- Origin: Valdosta, Georgia, U.S.
- Genres: Country
- Years active: 2004–present
- Members: Rhett Akins Dallas Davidson Ben Hayslip

= The Peach Pickers =

American songwriting team

The Peach Pickers are an American songwriting team, composed of Rhett Akins, Dallas Davidson, and Ben Hayslip.

Akins and Hayslip met while attending high school together in Valdosta, Georgia, before Akins signed a contract with Decca Records in the mid-1990s. Davidson began songwriting in college, where he was roommates with singer Luke Bryan at Georgia Southern University. He and Akins met in 2004 when the two co-wrote "Kiss My Country Ass", which both Akins and Blake Shelton recorded. After Akins brought Davidson to a songwriting session, the three began holding songwriting meetings every Wednesday.

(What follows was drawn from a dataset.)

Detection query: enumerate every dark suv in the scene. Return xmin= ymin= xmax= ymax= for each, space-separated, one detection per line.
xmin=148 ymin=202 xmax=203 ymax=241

Among the songs that they have written together are Shelton's "All About Tonight", Josh Turner's "All Over Me", Jack Ingram's "Barefoot and Crazy", Brooks & Dunn's "Put a Girl in It", Joe Nichols' "Gimmie That Girl", and Bryan's "I Don't Want This Night to End". All three members of the team also have co-writers' credits outside their collaborations.

In 2022, the trio began touring as a performing act on Luke Bryan's tour.